Here we are examined: measured, weighed, blood taken and they ask us about our family history of diseases. An immediate advantage of the consultation for us patients: we can pester selected specialists with questions - experts, who have already established themselves at the forefront of the studies of our disease. Among the doctors here present are well-known American GIST-experts such as George Demetri, an oncologist from the Dana Farber Cancer Center (Boston), Cristina Antonescu, a pathologist from the Memorial Sloan-Kettering Cancer Center (New York), Michael Laquaglia, a paediatric surgeon from the Memorial Sloan-Kettering Cancer Center (New York) and Constantine Stratakis, a geneticist und endocrinologist from the NIH - the Carney-Stratakis-Syndrome is named after him and his colleague Carney.

And the patients ask: "But I am still so young. Is it not therefore risky, to have a CT scan every 3 months? Doesn't the radiation build up over the years?" or: "I have now been tumour free for over a year. I tolerate Imatinib very badly. Must I still take it, despite this?" Every patient gets half an hour with the whole range of experts, including appointments with psychologists, nutrition advisers, social workers. As we wait, we patients have time to talk to each other and get to know one another. I already know many of the mothers here from the Internet: in the USA there is a Mail system especially for patients with paediatric GIST and those associated with them - comparable with the Das Lebenshaus Mail system and the GIST Cancer UK Mailtalk. It is lovely for once to meet these people face to face, people with whom I have already shared many sorrows as well as many joys. For us patients, therefore, the consultation is a winner, whatever happens.

But why do the researchers go to all this trouble? OK, so they want to help us. And: they want to build up a medical database with the (protected) information of as many patients with paediatric GIST as possible, and perhaps including information about patients with Wild Type-GIST . This internet based, secure database should, for example, give information about disease progression, the response to or failure of therapy, about pathology and radiology findings. The data from us first 14 patients will form the foundation stone for the database; further consultations are planned. Besides this, the researchers hope that any patients, who could not come personally to Bethesda - such as patients from Europe, put off by the long journey - will make their data available to them for the purposes of research.
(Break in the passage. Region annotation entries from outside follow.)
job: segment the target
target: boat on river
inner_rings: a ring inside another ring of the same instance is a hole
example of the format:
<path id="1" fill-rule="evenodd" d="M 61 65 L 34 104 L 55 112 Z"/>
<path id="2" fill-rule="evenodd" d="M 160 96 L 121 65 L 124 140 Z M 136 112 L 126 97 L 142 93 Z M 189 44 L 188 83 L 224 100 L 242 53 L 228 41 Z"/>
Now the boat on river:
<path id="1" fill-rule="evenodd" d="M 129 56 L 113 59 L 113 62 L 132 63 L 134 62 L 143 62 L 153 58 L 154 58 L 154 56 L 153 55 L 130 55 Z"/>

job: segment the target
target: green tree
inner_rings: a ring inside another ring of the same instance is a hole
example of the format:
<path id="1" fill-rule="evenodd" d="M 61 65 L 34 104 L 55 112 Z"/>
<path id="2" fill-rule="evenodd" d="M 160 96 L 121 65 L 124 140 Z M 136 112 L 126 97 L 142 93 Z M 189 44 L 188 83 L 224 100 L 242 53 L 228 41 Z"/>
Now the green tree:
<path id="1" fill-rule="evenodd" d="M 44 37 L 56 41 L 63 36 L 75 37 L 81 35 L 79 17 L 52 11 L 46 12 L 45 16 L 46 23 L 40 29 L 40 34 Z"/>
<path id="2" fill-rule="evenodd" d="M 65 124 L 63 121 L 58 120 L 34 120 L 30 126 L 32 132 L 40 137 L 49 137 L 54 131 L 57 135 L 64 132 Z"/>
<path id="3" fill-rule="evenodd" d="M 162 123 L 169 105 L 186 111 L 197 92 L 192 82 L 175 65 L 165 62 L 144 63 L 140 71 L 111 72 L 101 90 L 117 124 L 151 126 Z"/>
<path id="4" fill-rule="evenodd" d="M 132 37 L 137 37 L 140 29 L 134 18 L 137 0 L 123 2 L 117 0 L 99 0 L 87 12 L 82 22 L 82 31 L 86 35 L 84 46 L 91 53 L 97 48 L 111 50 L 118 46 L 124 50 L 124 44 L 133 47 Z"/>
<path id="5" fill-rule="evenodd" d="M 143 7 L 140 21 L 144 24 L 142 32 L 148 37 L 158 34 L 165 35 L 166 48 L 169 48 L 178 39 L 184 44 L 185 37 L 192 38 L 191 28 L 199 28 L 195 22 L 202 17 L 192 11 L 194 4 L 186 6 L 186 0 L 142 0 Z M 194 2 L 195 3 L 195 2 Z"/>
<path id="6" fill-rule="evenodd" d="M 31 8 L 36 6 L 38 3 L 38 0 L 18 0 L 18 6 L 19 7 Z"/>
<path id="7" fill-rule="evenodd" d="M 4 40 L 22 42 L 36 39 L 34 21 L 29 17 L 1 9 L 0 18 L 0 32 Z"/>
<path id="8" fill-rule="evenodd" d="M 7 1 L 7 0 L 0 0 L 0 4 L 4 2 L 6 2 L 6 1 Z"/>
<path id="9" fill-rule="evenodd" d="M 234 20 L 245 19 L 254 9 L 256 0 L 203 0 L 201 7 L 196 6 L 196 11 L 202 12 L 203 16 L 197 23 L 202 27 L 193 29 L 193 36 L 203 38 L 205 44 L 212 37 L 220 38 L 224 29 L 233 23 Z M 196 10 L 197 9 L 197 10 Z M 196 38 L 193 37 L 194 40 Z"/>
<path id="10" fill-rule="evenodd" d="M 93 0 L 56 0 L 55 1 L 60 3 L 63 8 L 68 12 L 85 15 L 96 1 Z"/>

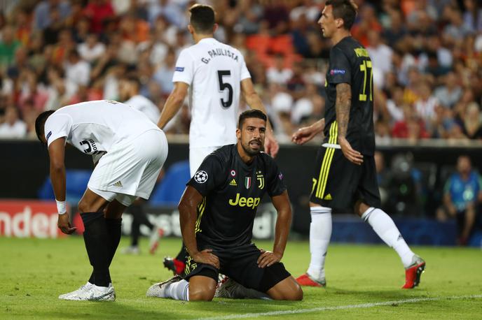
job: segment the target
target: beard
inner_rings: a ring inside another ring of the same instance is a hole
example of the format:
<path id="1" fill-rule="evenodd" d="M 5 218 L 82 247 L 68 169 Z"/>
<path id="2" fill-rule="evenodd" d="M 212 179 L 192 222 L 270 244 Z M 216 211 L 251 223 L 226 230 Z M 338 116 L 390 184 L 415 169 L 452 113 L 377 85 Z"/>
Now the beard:
<path id="1" fill-rule="evenodd" d="M 259 148 L 258 150 L 254 150 L 249 146 L 249 143 L 252 142 L 253 142 L 253 140 L 249 141 L 247 144 L 242 143 L 241 147 L 242 147 L 242 150 L 245 150 L 245 152 L 246 152 L 247 154 L 248 154 L 250 157 L 254 157 L 256 154 L 258 154 L 260 151 L 261 151 L 261 149 L 263 149 L 264 146 L 261 141 L 258 140 L 258 142 L 259 143 Z"/>

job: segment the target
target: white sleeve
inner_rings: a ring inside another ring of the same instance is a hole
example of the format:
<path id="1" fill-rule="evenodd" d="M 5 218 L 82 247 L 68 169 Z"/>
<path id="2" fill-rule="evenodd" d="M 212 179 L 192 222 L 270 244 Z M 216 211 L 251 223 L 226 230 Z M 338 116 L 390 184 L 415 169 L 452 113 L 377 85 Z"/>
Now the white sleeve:
<path id="1" fill-rule="evenodd" d="M 248 68 L 246 66 L 246 62 L 245 62 L 245 57 L 240 52 L 240 57 L 241 57 L 241 81 L 245 79 L 248 79 L 251 78 Z"/>
<path id="2" fill-rule="evenodd" d="M 47 147 L 50 145 L 52 141 L 59 138 L 68 137 L 70 129 L 72 126 L 72 119 L 67 115 L 51 115 L 46 121 L 43 127 Z"/>
<path id="3" fill-rule="evenodd" d="M 194 77 L 194 59 L 186 49 L 181 51 L 176 61 L 176 68 L 172 76 L 173 82 L 185 82 L 191 85 Z"/>

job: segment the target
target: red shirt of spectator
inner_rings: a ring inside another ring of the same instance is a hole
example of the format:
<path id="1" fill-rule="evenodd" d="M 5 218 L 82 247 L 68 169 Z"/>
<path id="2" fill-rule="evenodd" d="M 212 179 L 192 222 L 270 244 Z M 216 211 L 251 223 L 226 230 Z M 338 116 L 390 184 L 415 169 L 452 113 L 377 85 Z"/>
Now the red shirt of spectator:
<path id="1" fill-rule="evenodd" d="M 84 10 L 84 14 L 90 19 L 90 31 L 100 34 L 104 21 L 114 16 L 113 8 L 109 0 L 90 0 Z"/>

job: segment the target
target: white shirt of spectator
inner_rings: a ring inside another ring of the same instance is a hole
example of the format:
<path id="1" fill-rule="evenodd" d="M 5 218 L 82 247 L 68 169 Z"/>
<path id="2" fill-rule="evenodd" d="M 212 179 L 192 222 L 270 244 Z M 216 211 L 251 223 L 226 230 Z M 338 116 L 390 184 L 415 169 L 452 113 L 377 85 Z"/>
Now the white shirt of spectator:
<path id="1" fill-rule="evenodd" d="M 13 124 L 3 123 L 0 124 L 0 138 L 20 138 L 27 135 L 27 124 L 22 120 L 17 120 Z"/>
<path id="2" fill-rule="evenodd" d="M 65 78 L 77 85 L 89 84 L 90 65 L 88 62 L 79 60 L 76 64 L 65 63 Z"/>
<path id="3" fill-rule="evenodd" d="M 241 81 L 249 78 L 240 51 L 213 38 L 181 52 L 172 82 L 190 86 L 190 147 L 235 143 Z"/>
<path id="4" fill-rule="evenodd" d="M 268 78 L 268 82 L 270 83 L 286 85 L 291 77 L 293 77 L 293 71 L 289 68 L 279 70 L 271 67 L 266 71 L 266 78 Z"/>
<path id="5" fill-rule="evenodd" d="M 47 145 L 62 137 L 95 158 L 118 142 L 128 142 L 149 130 L 159 128 L 139 111 L 108 100 L 67 106 L 53 113 L 45 124 Z"/>
<path id="6" fill-rule="evenodd" d="M 106 46 L 101 42 L 97 42 L 95 45 L 90 48 L 89 45 L 84 42 L 77 46 L 78 54 L 82 59 L 88 62 L 92 62 L 104 54 L 106 51 Z"/>
<path id="7" fill-rule="evenodd" d="M 137 94 L 125 101 L 124 103 L 146 115 L 153 123 L 157 124 L 159 121 L 159 117 L 160 117 L 159 108 L 145 96 Z"/>

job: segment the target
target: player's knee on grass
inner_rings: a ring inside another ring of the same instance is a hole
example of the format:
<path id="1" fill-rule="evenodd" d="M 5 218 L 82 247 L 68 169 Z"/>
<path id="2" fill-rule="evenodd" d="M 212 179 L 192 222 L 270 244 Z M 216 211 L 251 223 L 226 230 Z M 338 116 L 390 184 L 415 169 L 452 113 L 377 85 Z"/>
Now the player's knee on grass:
<path id="1" fill-rule="evenodd" d="M 189 301 L 212 300 L 216 284 L 216 281 L 209 277 L 191 277 L 189 279 Z"/>
<path id="2" fill-rule="evenodd" d="M 291 276 L 276 284 L 267 293 L 274 300 L 299 301 L 303 300 L 303 290 Z"/>

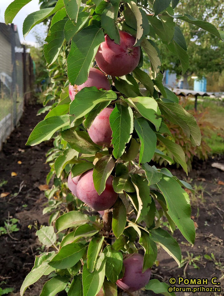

With the aid of these data, which should regularly be updated, the researchers want to learn more about the causes of paediatric GIST - and they want to find better ways of treating the disease.

The doctors in Bethesda described another possible line of inquiry: recent research results show that a particular receptor, Growth Factor Receptor 1, (IGF-R1 for short), which is similar to insulin, is over-produced in Wild type GISTs, so that it seems to appear with unusual frequency on the tumour cells. Clinical studies with antibodies, which block this receptor in a targeted way, suggest a possible future option for patients with paediatric and Wild type-GIST.

We are all completely bemused by so many new things and so much new information. The pressure bandage with the blue cars and green dinosaurs has long since been put aside. What remains is the confident feeling of being in good hands, and the hope that the researchers here will succeed in their search for an effective treatment for our illness.

Since the consultation in June 2008, the scientists taking part have established the Consortium for Pediatric and Wildtype GIST Research, CPGR. Members of this consortium are:
The Dana Farber Cancer Institute in Boston
The Memorial Sloan-Kettering Cancer Center in New York
The Texas Children's Hospital in Houston
The National Institute of Health in Bethesda, Maryland.

The research consortium is open to other doctors and scientists interested in Paediatric and Wildtype GIST. The scientists who took part will meet together twice a year at the National Institute of Health.